Philanthropie

Connexions caritatives régionales

19 Décembre 2016 Par Florence Thibaut
Tonika Hirdman
Comme le souligne Tonika Hirdman, la dimension transfrontalière joue un rôle de plus en plus important au sein du tissu associatif, notamment dans la provenance des dons versés aux asbl ou fondations de la région.  (Photo: Jessica Theis)

Dynamiser le monde associatif et faciliter la recherche de fonds transfrontalière grâce à un échange d’expertises à l’échelle de la Grande Région, telle est l’ambition affichée de la Fondation de Luxembourg. Stratégiquement positionnée, elle se place en fédérateur.

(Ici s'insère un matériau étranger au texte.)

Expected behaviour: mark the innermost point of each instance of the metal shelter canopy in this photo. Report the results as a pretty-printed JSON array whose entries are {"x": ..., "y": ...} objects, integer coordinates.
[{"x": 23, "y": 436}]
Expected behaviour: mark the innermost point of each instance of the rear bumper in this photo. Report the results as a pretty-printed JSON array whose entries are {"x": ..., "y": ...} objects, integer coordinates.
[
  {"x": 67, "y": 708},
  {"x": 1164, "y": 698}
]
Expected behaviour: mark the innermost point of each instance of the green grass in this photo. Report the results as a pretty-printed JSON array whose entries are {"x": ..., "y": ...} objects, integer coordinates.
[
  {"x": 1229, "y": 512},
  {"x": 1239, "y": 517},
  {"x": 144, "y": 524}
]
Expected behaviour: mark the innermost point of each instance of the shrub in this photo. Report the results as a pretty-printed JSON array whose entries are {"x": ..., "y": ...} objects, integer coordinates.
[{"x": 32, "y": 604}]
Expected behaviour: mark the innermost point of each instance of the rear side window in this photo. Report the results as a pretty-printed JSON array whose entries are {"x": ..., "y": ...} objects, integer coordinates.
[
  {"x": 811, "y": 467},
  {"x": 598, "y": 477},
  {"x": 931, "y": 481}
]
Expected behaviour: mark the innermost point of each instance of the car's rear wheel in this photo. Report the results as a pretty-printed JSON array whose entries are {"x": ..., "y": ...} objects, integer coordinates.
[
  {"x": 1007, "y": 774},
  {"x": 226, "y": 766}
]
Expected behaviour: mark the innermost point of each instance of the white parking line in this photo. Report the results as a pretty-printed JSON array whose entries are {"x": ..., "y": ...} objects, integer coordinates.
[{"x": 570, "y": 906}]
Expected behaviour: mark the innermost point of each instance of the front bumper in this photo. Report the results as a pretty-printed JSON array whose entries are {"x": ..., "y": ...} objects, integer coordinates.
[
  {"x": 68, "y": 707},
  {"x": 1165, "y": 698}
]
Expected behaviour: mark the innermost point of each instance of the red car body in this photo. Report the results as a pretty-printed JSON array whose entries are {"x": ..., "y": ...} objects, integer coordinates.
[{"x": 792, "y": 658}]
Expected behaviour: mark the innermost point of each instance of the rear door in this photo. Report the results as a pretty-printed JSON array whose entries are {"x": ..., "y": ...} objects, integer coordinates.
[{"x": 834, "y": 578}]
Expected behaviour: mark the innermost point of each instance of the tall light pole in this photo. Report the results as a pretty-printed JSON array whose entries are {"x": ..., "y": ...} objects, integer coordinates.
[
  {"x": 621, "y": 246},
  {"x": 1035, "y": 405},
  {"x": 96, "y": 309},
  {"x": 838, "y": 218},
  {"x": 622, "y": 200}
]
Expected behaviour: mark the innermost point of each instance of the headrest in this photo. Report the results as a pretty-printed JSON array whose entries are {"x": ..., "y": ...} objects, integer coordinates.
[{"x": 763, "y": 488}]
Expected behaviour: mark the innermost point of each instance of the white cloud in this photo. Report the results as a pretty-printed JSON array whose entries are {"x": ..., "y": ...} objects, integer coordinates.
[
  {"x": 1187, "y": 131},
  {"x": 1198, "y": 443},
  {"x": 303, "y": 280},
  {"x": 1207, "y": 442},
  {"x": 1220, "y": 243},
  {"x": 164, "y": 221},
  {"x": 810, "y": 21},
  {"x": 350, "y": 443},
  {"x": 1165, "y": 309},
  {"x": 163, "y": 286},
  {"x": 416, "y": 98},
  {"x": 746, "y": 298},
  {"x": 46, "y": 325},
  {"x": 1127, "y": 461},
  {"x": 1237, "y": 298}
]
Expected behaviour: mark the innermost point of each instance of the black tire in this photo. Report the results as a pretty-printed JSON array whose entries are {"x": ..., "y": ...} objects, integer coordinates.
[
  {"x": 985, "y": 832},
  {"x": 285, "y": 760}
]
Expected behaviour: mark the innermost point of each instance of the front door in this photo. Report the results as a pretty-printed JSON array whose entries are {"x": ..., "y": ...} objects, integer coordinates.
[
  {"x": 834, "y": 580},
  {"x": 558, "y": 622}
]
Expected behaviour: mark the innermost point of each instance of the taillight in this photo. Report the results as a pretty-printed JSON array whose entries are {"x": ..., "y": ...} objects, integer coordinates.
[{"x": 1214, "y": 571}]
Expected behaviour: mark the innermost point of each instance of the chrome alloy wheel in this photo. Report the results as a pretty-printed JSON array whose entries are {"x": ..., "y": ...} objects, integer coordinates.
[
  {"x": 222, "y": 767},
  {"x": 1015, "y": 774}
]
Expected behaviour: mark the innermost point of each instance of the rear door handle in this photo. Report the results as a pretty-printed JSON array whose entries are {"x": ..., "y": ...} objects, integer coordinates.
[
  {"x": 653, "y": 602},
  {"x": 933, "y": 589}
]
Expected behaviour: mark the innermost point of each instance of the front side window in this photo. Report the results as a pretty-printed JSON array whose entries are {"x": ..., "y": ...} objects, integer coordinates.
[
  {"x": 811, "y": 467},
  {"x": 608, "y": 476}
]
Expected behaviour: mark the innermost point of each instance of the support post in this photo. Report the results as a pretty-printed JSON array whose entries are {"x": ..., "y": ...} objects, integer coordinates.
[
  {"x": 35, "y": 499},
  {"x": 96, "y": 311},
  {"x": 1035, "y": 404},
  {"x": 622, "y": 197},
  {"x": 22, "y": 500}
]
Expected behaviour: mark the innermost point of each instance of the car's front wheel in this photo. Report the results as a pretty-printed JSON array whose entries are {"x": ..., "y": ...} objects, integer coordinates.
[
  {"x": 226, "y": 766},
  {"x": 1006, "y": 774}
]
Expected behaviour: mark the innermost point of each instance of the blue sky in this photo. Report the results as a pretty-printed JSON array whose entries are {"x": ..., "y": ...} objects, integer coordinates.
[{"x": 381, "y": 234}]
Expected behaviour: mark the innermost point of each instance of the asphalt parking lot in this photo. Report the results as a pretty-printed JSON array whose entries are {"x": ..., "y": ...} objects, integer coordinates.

Lancée tout début 2009, la Fondation de Luxembourg abrite aujourd’hui près d’une soixantaine de fondations, dont la grande majorité est portée par des familles et des particuliers. Tirant parti de sa situation centrale et de son carnet d’adresses devenu étoffé et international, l’ombrelle souhaite jouer plus que jamais un rôle de connecteur pour les associations de la Grande Région.

«Le partage d’expertises est dans notre ADN. En tant que structure abritante, nous occupons un rôle-clé tant auprès des bailleurs de fonds que de la société civile. Nous parlons la langue des banquiers privés et nous comprenons les attentes des associations», explique Tonika Hirdman, directrice générale de la jeune fondation. «Ce double regard peut servir à d’autres et nous permet d’initier une réflexion sur le quotidien et les contraintes des associations. Depuis le départ, notre mission est aussi de renforcer la visibilité du secteur dans son ensemble.» 

Construire des ponts

C’est tout le propos de la conférence «Renforcement du secteur caritatif de la Grande Région, quelles perspectives?»,  organisée par la fondation abritante et qui se déroulera à l’Abbaye de Neumünster le 11 janvier dès 18h. «Notre volonté est de refléter toute la densité du secteur associatif des ONG aux asbl en passant par les fondations. Nous voulons faciliter croisements et rencontres pour que les gens travaillent ensemble», partage Tonika Hirdman.

Les donateurs ont changé. Ils ont besoin de reporting pointu et d’indicateurs.

Tonika Hirdman, directrice générale de la Fondation de Luxembourg

Ouverte à tous les acteurs du secteur, elle accueillera deux orateurs de choix. La première, Anne Kazimirski, est deputy head of measurement and evaluation pour le think tank New Philanthropy Capital. Elle viendra y expliquer son approche de l’analyse d’impact. «C’est un domaine qui prend de l’ampleur. Les donateurs ont changé. Ce sont souvent des entrepreneurs qui souhaitent diffuser leur savoir-faire et posent un regard exigeant sur les projets. Ils ont besoin de reporting pointu et d’indicateurs qualitatifs et quantitatifs. Cela sous-tend de nouveaux outils et approches à mettre en place.»

Le deuxième intervenant de la conférence sera Ludwig Forrest, conseiller en philanthropie et coordinateur du réseau transnational Giving in Europe (TGE), co-organisateur de la rencontre. Il expliquera, quant à lui, le panel de solutions offertes aux institutions dans la recherche de fonds au niveau européen. «Les systèmes de déductions fiscales varient selon les régions. Les cadres peuvent être très différents. Bien comprendre les mécanismes à l’œuvre est essentiel pour les associations.» D’autant plus que dans la Grande Région, la dimension transfrontalière devient bien présente, de nombreuses structures recevant des dons en provenance de plusieurs pays.

Et Tonika Hirdman de conclure: «Au Luxembourg, une trentaine d’ONG sont agréées par le ministère de la Coopération. C’est un cercle où on se connaît généralement bien. Au-delà, c’est moins le cas. Il y en a au moins une centaine en dehors qui se fréquentent très peu et gagneraient à se rencontrer. C’est cela qu’il faut stimuler. La Fondation de Luxembourg et sa centaine de partenaires veulent jouer un rôle dans ce regroupement.»